Ну, солдаты говорят: «Пошли часы собирать, кольца тоже». Все и пошли.

А я боюсь. «Не надо мне ваших часов, колец, я мертвяков боюсь, я лучше в вашем танке сидеть буду, вас ждать…»

Они и пошли. Руки там у немцев поднимают, по карманам шарят, все дальше и дальше уходят, а я одна в танке сижу, а кругом немцы мертвые, а меня такой страх забрал — а вдруг какой да и встанет! Я и побегла к нашим. Бегу, их огибаю, тут два, тут три, а там в такое место вышла, что вокруг не обойти и не перепрыгнуть. Ну, я думаю, наступлю я на него легонечко, на грудь ему, а дальше уже опять дорогу видно, землю. Я на него ступила, а вот даже сейчас страх берет через тридцать шесть лет! У него воздух там был в нутре спертый, чи что еще… Он вдруг — Ё - ё - ё - о-ох!

Я как заору, как сумасшедшая: «Немец живой!» И бегом, дороги не разбирая, в сторону, прямиком на минное поле!

Солдатики мои все побросали — кольца свои, часы — и за мной!

Как они меня там догнали, не помню, только метрах в пяти от минного поля перехватили!

Но там их было — мильоны! Все поле зеленое — шинеля…

Немец

Надя Филимонова, 1960 г.

В сорок первом наш детский дом не успел эвакуироваться из Ровно. Пришли немцы. Отделили от нас еврейских детей и воспитателей и увели. Больше мы их не видели. Говорили, расстреляли.

А нам велели не разбегаться и чтобы дом как был, так и оставался до особого распоряжения. Вот и осталось нас человек пятьдесят ребят, повариха тетя Лида, две воспитательницы да инвалид кладовщик. Скоро начали мы голодовать, хлеба стали получать по пайкам, мяса никакого, варили картошку, кукуруза еще была, да кончалась тоже.

Сидим мы как-то вечером с девчонками в нашей комнате, болтаем, каждый про себя чего-то рассказывает: как дома жили, как в детдом попали. Уже часов одиннадцать или двенадцать было, воспитатели особо за нами не следили, вот мы к ночи и заболтались.

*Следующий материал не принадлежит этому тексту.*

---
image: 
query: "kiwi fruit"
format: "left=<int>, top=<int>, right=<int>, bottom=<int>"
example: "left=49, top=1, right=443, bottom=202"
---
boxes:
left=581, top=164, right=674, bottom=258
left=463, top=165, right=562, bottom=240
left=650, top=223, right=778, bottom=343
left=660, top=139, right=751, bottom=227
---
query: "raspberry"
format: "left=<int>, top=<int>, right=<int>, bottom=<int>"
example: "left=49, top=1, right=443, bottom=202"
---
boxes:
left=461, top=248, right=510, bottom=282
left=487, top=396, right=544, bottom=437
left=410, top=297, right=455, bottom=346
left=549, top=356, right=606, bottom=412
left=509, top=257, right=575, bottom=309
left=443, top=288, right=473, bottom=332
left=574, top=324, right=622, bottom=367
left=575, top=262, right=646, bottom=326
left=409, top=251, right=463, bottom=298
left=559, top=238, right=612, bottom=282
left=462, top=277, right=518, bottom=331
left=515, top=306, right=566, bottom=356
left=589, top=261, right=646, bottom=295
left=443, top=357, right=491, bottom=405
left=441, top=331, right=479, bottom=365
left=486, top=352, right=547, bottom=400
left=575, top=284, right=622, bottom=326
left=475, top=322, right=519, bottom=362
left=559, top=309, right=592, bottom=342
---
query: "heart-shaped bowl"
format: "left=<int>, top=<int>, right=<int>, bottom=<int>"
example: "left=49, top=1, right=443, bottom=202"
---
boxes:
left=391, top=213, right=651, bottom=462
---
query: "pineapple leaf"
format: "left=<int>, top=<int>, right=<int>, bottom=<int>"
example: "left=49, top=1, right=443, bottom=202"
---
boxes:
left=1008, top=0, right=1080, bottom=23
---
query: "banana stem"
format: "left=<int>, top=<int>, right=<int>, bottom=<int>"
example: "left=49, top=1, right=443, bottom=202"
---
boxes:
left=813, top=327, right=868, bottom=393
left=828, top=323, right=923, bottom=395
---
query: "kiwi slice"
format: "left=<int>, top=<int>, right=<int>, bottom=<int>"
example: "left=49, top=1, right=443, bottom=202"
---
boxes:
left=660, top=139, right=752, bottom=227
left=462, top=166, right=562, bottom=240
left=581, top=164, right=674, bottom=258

Вдруг в дверь постучали. Одна девчонка дверь открыла, и вошел немец. Офицер. Такой высокий, мрачный, небритый, черный. Стоит, на нас смотрит и молчит. Мы все притихли, молчим тоже.

Он обвел всех глазами, на мне остановился. Я самая старшая была, мне пятнадцать лет было. Чего-то мне страшно стало. А он пальцем сделал так — мол, иди сюда.

Я помертвела вся, вроде бы холодом обдало, а потом разом в пот бросило. Встала. Подошла к нему. Он меня оглядел всю, а потом на дверь указал и говорит: «Ком!»

Оглянулась я на девчонок, все сидят, не шелохнутся, и на меня глаза пучат. Ну, что тут сделаешь? Я и пошла. А он за мной.

Вывел из дому. На улице ночь. Темно. В редких домах огоньки светятся. Я остановилась, он толкнул меня и еще раз: «Ком!» Я хотела стрекача дать, он понял, схватил за руку, сжал крепко, а другой по кобуре похлопал. Ну, думаю, все. Застрелит. Пошла дальше. Иногда оглядываюсь, а он идет сзади за шаг и пальцем указывает, куда поворачивать.